İş cinayetlerine karşı nasıl bir mücadele hattı örülmeli?
İş cinayetleri, işçi sınıfının farklı bölüklerini (yani işçi/memur, kadrolu/sözleşmeli/taşeron, kamu/özel) ve farklı kesimlerini (çocuk/genç/yaşlı, kadın/erkek, Türkiyeli/göçmen gibi) yatay olarak kesip ortaklaştıran bir gerçekliğe sahip. Bu noktada farklı kesimler içinde en ezilen grupların özel taleplerini oluşturan ve temel alan bir perspektif geliştirmek gerekiyor. Bu olmadığı sürece, yaptığımız sadece ve sadece durumu ortaya seren ve teşhir eden bir pozisyon almanın ötesine gitmiyor.

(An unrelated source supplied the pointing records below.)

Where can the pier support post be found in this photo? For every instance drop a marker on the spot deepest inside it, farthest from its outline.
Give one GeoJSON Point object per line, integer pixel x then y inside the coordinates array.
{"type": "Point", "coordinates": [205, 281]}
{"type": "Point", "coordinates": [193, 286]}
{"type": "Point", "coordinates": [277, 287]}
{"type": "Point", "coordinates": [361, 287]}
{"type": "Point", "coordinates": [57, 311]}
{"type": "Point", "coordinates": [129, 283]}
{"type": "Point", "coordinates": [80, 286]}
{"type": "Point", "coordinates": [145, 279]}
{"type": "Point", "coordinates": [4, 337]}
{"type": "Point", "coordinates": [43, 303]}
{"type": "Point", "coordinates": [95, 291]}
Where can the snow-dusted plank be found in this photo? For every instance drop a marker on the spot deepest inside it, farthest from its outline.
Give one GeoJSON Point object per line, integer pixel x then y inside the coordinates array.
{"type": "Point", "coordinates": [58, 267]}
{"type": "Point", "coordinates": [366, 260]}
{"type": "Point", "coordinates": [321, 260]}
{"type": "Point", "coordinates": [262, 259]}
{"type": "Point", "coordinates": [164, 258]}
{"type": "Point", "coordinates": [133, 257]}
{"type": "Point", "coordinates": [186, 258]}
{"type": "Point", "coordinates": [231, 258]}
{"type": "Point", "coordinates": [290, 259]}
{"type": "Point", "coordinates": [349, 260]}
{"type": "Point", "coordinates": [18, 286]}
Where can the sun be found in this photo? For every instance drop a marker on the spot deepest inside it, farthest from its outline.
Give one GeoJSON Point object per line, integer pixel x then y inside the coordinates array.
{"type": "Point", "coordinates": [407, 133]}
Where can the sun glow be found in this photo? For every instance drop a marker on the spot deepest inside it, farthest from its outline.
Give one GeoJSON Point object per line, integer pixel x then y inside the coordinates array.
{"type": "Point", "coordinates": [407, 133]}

Elbette varolan durumu tespit etmek çok önemli. Başlangıç noktalarımız ve oluşturacağımız politikalar açısından zeminleri görmemizi sağlıyor. Ancak bir işçinin yaralanmasını veya ölümünü tüm işçi sınıfının sorunu haline getirmek, “birimizin burnu kanasa hepimize yapılmış sayarız” diyebilen bir bilinç oluşturmamız gerekiyor. Bu noktada taşeron, yevmiyeli, sigortasız vb. istihdam biçimlerinde çalışan işçilerin güvenceli çalışmasını esas alan ve kadın, çocuk, göçmen ve yaşlı işçilere dönük özel politikalar geliştiren, bağımsız ve kolektif bir örgütlenme tarzını esas almak ve bunun biçimlerinin hayata geçirilmesinde ısrar etmek gerekiyor.
Teşekkür ediyoruz. Gazetemiz aracılığıyla başka bir çağrı yapmak ister misiniz?
Öncelikle Emeğin Kurtuluşu gazetesine yayın hayatında başarılar diliyorum. İşçi sağlığı mücadelesinde önlem, denetim gibi hususlar ya da eğitimler, kapalı salon etkinlikleri vb. öne çıkar. Ancak öncelikle öne çıkarılması gereken husus işçi denetimidir. İşçi sağlığının temel olarak işyerinde korunacağı bilinciyle örgütlülüklerimizi oluşturmak ve buradan hayatımızın tüm alanlarına yaymak gerektiğini düşünüyorum. Bu noktada ısrar etmek gerektiğini söylemeliyim.